Not that the dinosaur solely munched on the remains of its own kind. Thanks to a fossil trail of broken bones and fossil feces, paleontologists have quite a good idea of what was on the T. rex menu.
Chomp, Chomp
Unfortunately—or perhaps fortunately for those who would have to run the experiments—we can’t watch T. rex feed in real time. But through computer modeling and comparing T. rex anatomy to that of modern-day carnivores, paleontologists have been able to determine that T. rex had a bite to match its frightening smile.
In a 2012 study of the bite forces of prehistoric predators, researchers estimated that an adult T. rex could bite with a force up to about 57,000 newtons (12,800 pounds). (Juveniles didn’t even come close, with a wimpy bite of about 4,000 newtons, or 880 pounds.) While not the strongest bite of all time, it appears to have been plenty to dispatch an Edmontosaurus or Triceratops caught unawares.
Fresh Meat
A few of its failed attempts show that the ‘tyrant king’ chased down live prey as a predator, not just a scavenger.
While many T. rex bite marks on fossil bones are “fresh” and appear to have been made during feeding—like those on the cannibalized T. rex bones and multiple Triceratops specimens—there are several Edmontosaurus fossils with healed bite marks along their backs.
One of the injured Edmontosaurus even had the tip of a tyrannosaur tooth embedded inside. While the T. rex went hungry that day, such missteps are evidence that the dinosaur really did try to catch meat on the hoof.
Down the Hatch
Regardless of whether T. rex took down struggling prey or just happened to stumble upon a rotting carcass, though, fossil and experimental evidence suggest that the way the dinosaur fed combined power with precision.
In a 2010 paper, David Hone and Mahito Watabe documented how a close relative of T. rex named Tarbosaurus very delicately took apart a hadrosaur carcass. The predator didn’t just smash through flesh and bones in a gory spectacle. Instead, it intently and carefully used its jaws to strip muscle from bone.

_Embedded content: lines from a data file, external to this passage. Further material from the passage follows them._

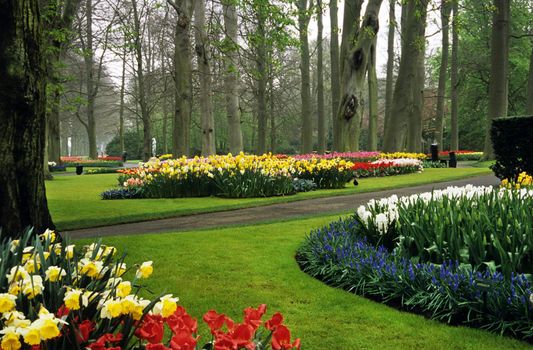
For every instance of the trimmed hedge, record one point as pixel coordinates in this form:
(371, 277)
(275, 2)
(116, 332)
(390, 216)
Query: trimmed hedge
(512, 139)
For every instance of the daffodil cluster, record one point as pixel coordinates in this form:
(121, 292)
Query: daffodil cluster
(523, 180)
(57, 296)
(234, 176)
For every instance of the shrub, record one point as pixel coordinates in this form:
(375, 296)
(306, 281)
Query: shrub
(427, 164)
(341, 256)
(302, 185)
(95, 163)
(123, 193)
(387, 167)
(57, 296)
(513, 149)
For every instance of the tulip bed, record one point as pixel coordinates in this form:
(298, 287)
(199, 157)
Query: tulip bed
(387, 167)
(461, 255)
(241, 176)
(363, 156)
(57, 296)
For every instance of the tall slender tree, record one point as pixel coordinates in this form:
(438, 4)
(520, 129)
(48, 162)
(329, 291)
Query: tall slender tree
(231, 76)
(355, 52)
(407, 84)
(204, 71)
(322, 125)
(445, 11)
(181, 133)
(334, 70)
(529, 102)
(305, 89)
(454, 80)
(372, 142)
(22, 116)
(499, 63)
(389, 83)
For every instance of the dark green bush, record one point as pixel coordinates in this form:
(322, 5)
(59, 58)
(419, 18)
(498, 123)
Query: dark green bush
(512, 139)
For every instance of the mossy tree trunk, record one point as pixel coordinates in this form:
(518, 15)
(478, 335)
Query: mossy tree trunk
(499, 63)
(23, 119)
(355, 53)
(445, 10)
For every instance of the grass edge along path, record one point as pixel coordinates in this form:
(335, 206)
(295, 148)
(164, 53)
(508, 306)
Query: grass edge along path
(233, 268)
(75, 202)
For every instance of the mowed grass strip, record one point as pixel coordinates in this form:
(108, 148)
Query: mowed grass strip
(230, 269)
(75, 201)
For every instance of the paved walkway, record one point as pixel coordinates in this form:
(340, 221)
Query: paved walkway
(328, 205)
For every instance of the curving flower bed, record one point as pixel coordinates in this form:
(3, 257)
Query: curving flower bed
(461, 255)
(239, 176)
(384, 167)
(57, 296)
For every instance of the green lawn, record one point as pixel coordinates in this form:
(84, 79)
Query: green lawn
(75, 202)
(230, 269)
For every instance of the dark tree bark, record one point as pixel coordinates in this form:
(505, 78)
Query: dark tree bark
(372, 143)
(60, 21)
(407, 84)
(335, 69)
(22, 116)
(181, 134)
(145, 114)
(454, 80)
(389, 85)
(322, 127)
(305, 90)
(355, 53)
(445, 10)
(529, 104)
(498, 84)
(261, 84)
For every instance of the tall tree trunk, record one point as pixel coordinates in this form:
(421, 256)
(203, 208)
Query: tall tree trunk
(204, 70)
(413, 24)
(335, 70)
(414, 140)
(305, 90)
(54, 131)
(89, 80)
(498, 84)
(454, 80)
(271, 109)
(445, 10)
(355, 53)
(60, 21)
(389, 84)
(181, 133)
(142, 93)
(529, 104)
(23, 118)
(262, 79)
(322, 126)
(121, 107)
(372, 100)
(231, 77)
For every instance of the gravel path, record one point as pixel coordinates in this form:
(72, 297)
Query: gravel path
(319, 206)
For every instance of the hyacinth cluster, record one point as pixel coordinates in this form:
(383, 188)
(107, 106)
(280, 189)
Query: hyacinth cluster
(55, 295)
(340, 255)
(237, 176)
(480, 226)
(383, 167)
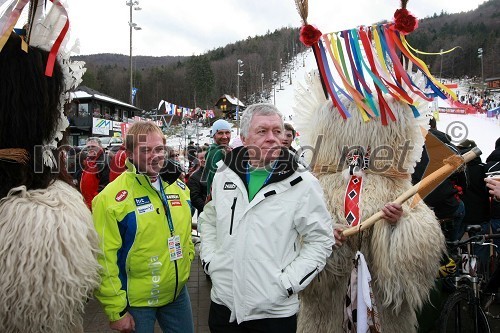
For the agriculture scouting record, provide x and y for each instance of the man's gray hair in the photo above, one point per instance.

Swallowing those chunks of meat must have been quite a sight, though. With its famously tiny arms, T. rex wasn’t capable of eating hand-to-mouth. Nor could the dinosaur chew.
Instead, T. rex swallowed flesh and bone whole, using its powerful neck muscles to throw its head back to flop meat to the back of its mouth. This is called “inertial feeding,” a behavior shared by birds and crocodiles today, and in a 2007 study scientists estimated that the neck muscles of T. rex were strong enough to toss a 110-pound bolus of flesh 15 feet into the air and catch it.
Out the Other End
Paleontologists even know a little about what happened to the victims of T. rex as they passed through the dinosaur’s digestive system. Along with bite marks, fossil feces—or coprolites—provide direct evidence of what dinosaurs ate and how quickly they digested meals. At least one is known for T. rex.
The fossil scat stretched a foot and a half long (about 45 centimeters), and about a third of its mass was made up of broken bone shards. The petrified poop hinted that T. rex had a relatively fast metabolism and short digestion time, a finding backed up by a geologically older coprolite likely left by another species of tyrannosaur that contained bone fragments and bits of undigested muscle.
T. rex had to eat frequently to survive, and thanks to all these discoveries, we can reconstruct those blood-spattered moments in greater clarity than ever before.